Polishing the howitzers

My place of worship has six antique brass mountain pack howitzers embedded in the walls. The howitzers are genuine military equipment; they are not merely pieces of art.

Not too many congregations have to polish their artillery each year to prepare for Christmas.

What is a mountain pack howitzer, you ask? It is a piece of 19th century field artillery that can be disassembled and transported on the back of a mule. The mule does not pull the piece; it carries it. These howitzers are 12-pounders. That means that the standard shot weighs 12 pounds, not the piece itself, which of course weighs considerably more.

So why does the chapel have howitzers embedded in its walls?

Memorial Chapel was built in 1878 by prison labor from Leavenworth. The resident expert on the chapel’s history is Dick Wright, a retired Army officer and formerly a fellow doctrine writer at Fort Leavenworth. Dick is a member of the Episcopal Congregation that meets in Memorial Chapel and has written a book on the history of the facility. He believes that the howitzers are part of the original construction, but his answer as to their origin: “I don’t know.”

Memorial Chapel is now exactly that – a memorial to Soldiers and units who have served over the past 150+ years. The story of our nation is written in the names and places remembered in Memorial Chapel. My original conjecture was that the howitzers were a “salute” to those memorialized. The firing of artillery is a form of military honors. The only problem with my theory is that Memorial Chapel didn’t start out as a memorial to anyone. It was just the post chapel. Most likely, the architects just wanted to give a military feel to the building.
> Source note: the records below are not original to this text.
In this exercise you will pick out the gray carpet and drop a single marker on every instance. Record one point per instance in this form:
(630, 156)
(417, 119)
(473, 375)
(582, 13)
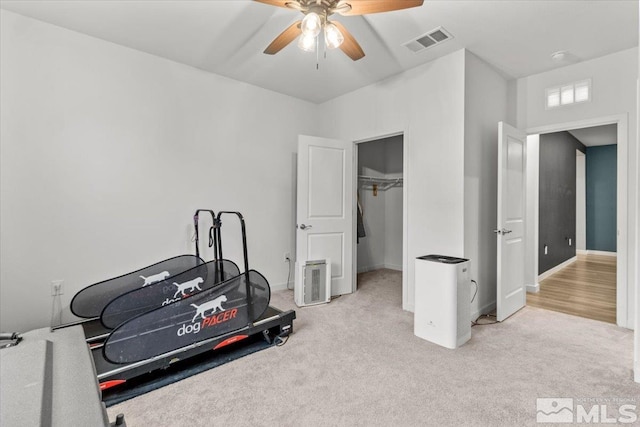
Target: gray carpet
(356, 362)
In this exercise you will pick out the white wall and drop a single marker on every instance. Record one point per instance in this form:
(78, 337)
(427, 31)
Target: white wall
(614, 78)
(485, 105)
(427, 104)
(581, 201)
(636, 352)
(532, 216)
(107, 152)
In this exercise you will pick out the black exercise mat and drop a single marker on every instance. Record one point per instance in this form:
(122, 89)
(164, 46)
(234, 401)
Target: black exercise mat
(184, 369)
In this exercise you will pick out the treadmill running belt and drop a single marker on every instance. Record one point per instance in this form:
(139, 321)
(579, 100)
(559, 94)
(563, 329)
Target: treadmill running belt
(201, 316)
So, do you think that it’s weird to have artillery in a house of worship? If harmless antiques in a place of worship give you pause, I wonder how you would feel about conducting worship where a battery of six modern howitzers is delivering live rounds to its foes on the battlefield. Army chaplains don’t conduct worship only in post chapels. We lead worship where real Soldiers are fighting real battles.